Stores historical market data in an OHLCV-ready structure.

Recommended first fields:

```text
id
instrument_id
source_id
timestamp
timeframe
open
high
low
close
adjusted_close
volume
created_at
updated_at
```

For Frankfurter, the exchange rate can be stored in `close`.

The other OHLCV fields can stay empty until ARGUS uses data sources that provide them.

Example:

| symbol | timestamp | timeframe | open | high | low | close | adjusted_close | volume |
|---|---|---|---:|---:|---:|---:|---:|---:|
| EUR/USD | 2024-01-02 | 1d | null | null | null | 1.095 | null | null |
| AAPL | 2024-01-02 | 1d | 187.15 | 188.44 | 183.89 | 185.64 | 184.25 | 50200000 |

---

## Recommended First Implementation Step

The first storage implementation should not be tied to one specific data provider.

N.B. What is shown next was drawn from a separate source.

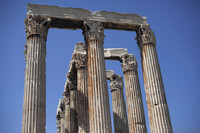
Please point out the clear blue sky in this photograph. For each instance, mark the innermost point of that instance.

ARGUS currently works with an existing ExchangeRate API client and evaluates broader market data through yfinance.
Frankfurter may be added later as a stronger FX-oriented historical data source.

The storage layer should therefore focus on a normalized internal market-data format instead of depending on one API response structure.

Recommended first step:

```text
active data client
→ normalize into instruments and price_bars
→ store in DuckDB
→ query with SQL
→ use results for analytics and charts
```

---

## Future Direction

Later sprints can expand the storage layer step by step.

Possible later additions:

| Future Area | Possible Additions |
|---|---|
| Better source mapping | source-specific symbols, provider metadata |
| Watchlists | user-selected instruments |
| Reports | generated report metadata and history |
| Macro data | FRED indicators and observations |
| Paper trading | simulated orders, positions and portfolio history |
| Server architecture | PostgreSQL |
| SQL tooling | SQLGate with PostgreSQL |
| Cloud direction | managed PostgreSQL or cloud storage |

SQLGate should be kept for a later PostgreSQL phase.

It becomes useful when ARGUS moves toward:

* server-based storage
* stronger database management
* richer metadata
* more stable application state
* user-facing features
* report history
* cloud-ready architecture

Additional metadata such as documentation links, terms links or provider governance fields can also become useful later.

For the first DuckDB phase, these details should stay in research documentation instead of the database schema.

---

## Final Recommendation

ARGUS should start with DuckDB as the first local analytics storage layer.

DuckDB fits the current phase best because ARGUS needs local analytical SQL workflows, not a full server database yet.

The first implementation should store historical market data in an OHLCV-ready structure.

The recommended first data model is:

```text
data_sources
instruments
price_bars
```

Notebook exploration should be the main developer workflow before SQL logic is moved into application code.

The DuckDB CLI can be used for quick inspection.

PostgreSQL and SQLGate should be introduced later when ARGUS moves toward a more product-like or cloud-based architecture.